Yesterday Hassan Nasrallah, the leader of the Lebanese Hizbullah, gave another speech. In it he called on the Kurds in Iraq to pay back their debt to Soleimani and Hizbullah, which is owed for their fight against ISIS, and to help to evict the foreign soldiers from Iraq:
85-Nasrallah: Now, the rest of the path. 1) Iraq: Iraq is the first country concerned w/responding to this crime, because it happened in Iraq, and because it targeted Abu Mahdi al-Muhandis, a great Iraqi commander, and because Soleimani defended Iraq.86-Nasrallah: I ask Masoud Barazani to thank Soleimani for his efforts in defending Erbil and Kurdistan Region, because Soleimani was the only one to respond to your call. Soleimani and with him men from Hezbollah went to Erbil.
87-Nasrallah: Barazani was shaking from fear, but Soleimani and the brothers from Hezbollah helped you repulse this unprecedented threat; and now you must repay this good by being part of the effort to expel the Americans from Iraq and the region.
The Barzani family, which governs the Kurdish part of Iraq, has sold out to the Zionists and the United States a long time ago. It will certainly not support the resistance effort. But Nasrallah's request is highly embarrassing to the clan and to Masoud Barzani personally.
So far I only found this rather confusing response from him:
Nihad N. Arafat @NihadArafat - 7:44 UTC · Jan 13, 2020The Kurdistan Regional Government’s response to the immoral speech uttered by Hassan Nasrallah through the anti-terror apparatus is a clear message from the regional government to those terrorists that the response to the terrorists must be through the anti-terror apparatus.
As military leader both Soleimani and Muhandis are certainly replaceable. The militia groups they created and led will continue to function.
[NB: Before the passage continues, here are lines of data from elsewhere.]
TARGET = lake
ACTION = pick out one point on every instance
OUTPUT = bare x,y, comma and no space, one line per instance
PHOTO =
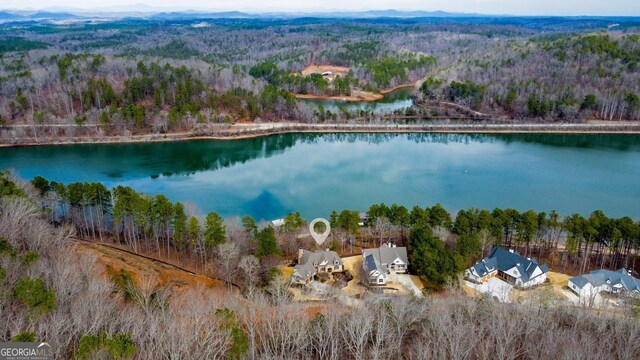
271,176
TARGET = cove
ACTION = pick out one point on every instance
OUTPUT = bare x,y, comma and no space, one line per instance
314,174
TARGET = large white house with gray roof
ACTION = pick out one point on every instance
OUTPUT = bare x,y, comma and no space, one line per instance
387,259
510,266
615,282
311,263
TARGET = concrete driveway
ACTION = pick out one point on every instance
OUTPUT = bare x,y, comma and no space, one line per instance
406,281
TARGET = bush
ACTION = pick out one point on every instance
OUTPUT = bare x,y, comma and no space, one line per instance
27,336
35,294
118,346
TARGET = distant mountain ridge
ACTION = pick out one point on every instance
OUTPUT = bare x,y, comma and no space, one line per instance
138,12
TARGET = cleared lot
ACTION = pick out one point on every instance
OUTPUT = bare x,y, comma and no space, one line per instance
494,287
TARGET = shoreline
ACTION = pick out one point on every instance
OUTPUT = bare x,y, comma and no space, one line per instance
365,96
247,131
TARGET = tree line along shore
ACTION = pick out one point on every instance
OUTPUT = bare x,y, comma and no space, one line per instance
72,134
50,288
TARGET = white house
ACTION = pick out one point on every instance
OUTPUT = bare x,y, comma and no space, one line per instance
615,282
312,263
379,263
509,266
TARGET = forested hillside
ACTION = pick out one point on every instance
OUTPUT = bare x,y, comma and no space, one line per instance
132,77
50,291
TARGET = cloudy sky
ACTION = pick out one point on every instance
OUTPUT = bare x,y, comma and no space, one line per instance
513,7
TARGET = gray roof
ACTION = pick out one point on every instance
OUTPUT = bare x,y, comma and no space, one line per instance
612,278
372,264
485,266
305,271
386,254
317,257
505,260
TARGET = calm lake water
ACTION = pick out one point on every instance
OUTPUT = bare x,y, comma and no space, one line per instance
317,173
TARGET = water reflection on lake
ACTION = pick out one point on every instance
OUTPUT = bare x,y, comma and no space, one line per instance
316,173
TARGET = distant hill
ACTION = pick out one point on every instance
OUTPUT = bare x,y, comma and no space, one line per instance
53,15
188,15
5,15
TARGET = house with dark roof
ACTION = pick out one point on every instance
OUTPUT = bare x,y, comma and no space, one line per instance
614,282
510,266
312,263
387,259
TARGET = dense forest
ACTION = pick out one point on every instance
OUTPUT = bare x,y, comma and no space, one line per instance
441,245
48,290
132,77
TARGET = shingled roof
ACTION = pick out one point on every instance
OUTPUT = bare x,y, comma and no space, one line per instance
504,260
386,254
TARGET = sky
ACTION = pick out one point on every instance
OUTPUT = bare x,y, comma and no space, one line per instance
503,7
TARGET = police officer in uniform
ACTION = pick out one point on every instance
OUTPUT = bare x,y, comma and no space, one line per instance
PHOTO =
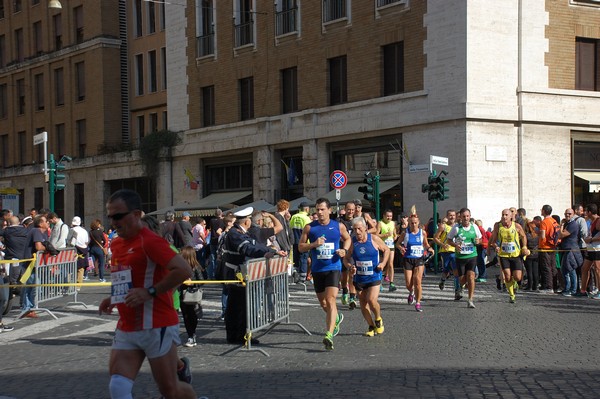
239,247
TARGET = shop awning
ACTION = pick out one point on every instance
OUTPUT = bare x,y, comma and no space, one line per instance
260,205
350,192
294,204
206,206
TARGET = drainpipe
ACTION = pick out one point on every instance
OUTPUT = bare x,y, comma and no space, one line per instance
520,104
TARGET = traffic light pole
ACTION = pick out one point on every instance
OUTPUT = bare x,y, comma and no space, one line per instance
51,181
435,246
377,201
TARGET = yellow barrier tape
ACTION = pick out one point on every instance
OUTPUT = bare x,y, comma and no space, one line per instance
28,271
16,260
108,283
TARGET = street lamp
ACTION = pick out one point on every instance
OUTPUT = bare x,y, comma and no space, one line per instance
54,4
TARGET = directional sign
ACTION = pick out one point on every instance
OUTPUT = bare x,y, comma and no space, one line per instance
418,168
435,160
40,138
338,179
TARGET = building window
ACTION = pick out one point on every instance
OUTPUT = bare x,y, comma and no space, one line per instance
153,122
383,3
246,87
162,16
393,68
20,96
19,49
208,106
289,90
79,198
137,16
163,67
5,150
141,126
587,64
38,197
3,101
38,81
205,34
22,148
286,17
229,177
39,149
2,51
139,74
338,91
334,9
59,87
141,185
57,22
151,17
152,76
80,81
244,22
78,16
60,139
38,46
81,134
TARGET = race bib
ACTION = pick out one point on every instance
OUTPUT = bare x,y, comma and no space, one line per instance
509,247
467,248
364,268
416,251
326,251
120,285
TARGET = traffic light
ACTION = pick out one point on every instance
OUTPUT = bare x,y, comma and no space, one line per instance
59,177
369,189
441,187
431,187
55,179
436,186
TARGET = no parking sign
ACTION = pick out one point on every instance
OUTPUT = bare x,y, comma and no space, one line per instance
338,180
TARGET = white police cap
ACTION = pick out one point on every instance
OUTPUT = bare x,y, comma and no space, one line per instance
244,212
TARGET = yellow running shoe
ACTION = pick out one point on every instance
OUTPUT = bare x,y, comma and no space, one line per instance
379,326
510,287
328,341
371,332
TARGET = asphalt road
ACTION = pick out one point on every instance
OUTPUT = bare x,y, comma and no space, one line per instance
542,346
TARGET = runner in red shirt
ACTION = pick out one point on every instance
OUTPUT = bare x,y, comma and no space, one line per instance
144,272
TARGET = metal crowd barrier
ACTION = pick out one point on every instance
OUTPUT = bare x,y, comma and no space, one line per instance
56,276
267,297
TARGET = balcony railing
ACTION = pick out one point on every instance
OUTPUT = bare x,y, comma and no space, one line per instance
285,21
205,45
334,9
244,34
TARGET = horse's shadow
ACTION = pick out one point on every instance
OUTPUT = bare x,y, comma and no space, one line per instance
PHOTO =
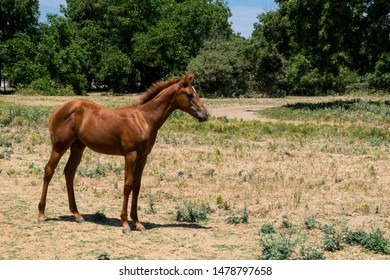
115,222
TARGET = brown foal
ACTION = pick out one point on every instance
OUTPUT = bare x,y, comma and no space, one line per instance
129,131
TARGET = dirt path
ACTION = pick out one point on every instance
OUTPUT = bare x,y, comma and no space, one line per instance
240,112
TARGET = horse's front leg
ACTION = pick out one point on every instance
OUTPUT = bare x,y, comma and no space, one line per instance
130,162
139,168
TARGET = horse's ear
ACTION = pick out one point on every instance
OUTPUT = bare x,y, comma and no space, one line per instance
187,79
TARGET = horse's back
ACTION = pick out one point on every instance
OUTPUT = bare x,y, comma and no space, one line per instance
66,120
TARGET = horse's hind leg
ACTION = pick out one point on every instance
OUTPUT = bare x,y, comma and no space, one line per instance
56,154
76,153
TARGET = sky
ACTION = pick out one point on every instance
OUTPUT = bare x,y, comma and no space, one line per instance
244,12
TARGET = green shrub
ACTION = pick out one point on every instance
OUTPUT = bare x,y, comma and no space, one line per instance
242,219
377,243
267,229
310,223
192,212
356,237
332,239
277,247
311,254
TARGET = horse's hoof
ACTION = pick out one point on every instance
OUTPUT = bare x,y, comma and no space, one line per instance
141,228
81,220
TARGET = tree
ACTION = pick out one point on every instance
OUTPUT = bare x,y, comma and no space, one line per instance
315,45
222,68
167,47
18,16
18,21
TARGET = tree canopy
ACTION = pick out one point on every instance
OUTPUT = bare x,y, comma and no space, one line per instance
302,48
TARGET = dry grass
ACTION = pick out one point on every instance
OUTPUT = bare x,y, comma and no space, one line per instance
340,181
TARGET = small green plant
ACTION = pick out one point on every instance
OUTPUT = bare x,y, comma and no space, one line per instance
242,219
356,237
311,254
6,154
332,239
286,222
365,208
103,256
219,200
310,223
99,217
32,169
277,247
374,241
297,197
267,229
377,243
151,203
192,212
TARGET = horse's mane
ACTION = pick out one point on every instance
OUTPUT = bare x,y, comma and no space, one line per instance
157,87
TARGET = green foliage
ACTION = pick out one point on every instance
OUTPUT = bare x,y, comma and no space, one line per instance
221,68
302,48
277,247
103,256
374,241
18,114
310,223
311,254
314,48
267,229
241,219
192,212
332,239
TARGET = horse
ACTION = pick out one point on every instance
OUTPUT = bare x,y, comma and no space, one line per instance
129,131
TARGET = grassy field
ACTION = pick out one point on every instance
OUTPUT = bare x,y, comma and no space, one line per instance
308,179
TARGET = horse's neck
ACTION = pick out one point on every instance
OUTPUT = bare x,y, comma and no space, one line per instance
157,110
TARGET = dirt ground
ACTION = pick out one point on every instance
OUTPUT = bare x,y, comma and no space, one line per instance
273,178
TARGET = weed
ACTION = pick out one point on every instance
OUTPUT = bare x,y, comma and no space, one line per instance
267,229
365,208
98,171
286,222
377,243
277,247
103,256
332,239
32,169
219,200
99,217
310,223
6,154
192,212
226,205
10,171
242,219
374,241
311,254
356,237
151,203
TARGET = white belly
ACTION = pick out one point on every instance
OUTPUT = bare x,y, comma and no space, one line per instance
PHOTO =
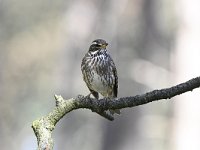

But both men also played important political roles in Iraq and it will take some time to find adequate people to replace them in that. That makes it likely that the already simmering political situation in Iraq will soon boil over as the Shia factions will start to fight each other over the selection of a new Prime Minister and government.
The U.S. will welcome that as it will try do install a candidate that will reject the Iraqi parliament decision to remove the foreign forces from Iraqi territory.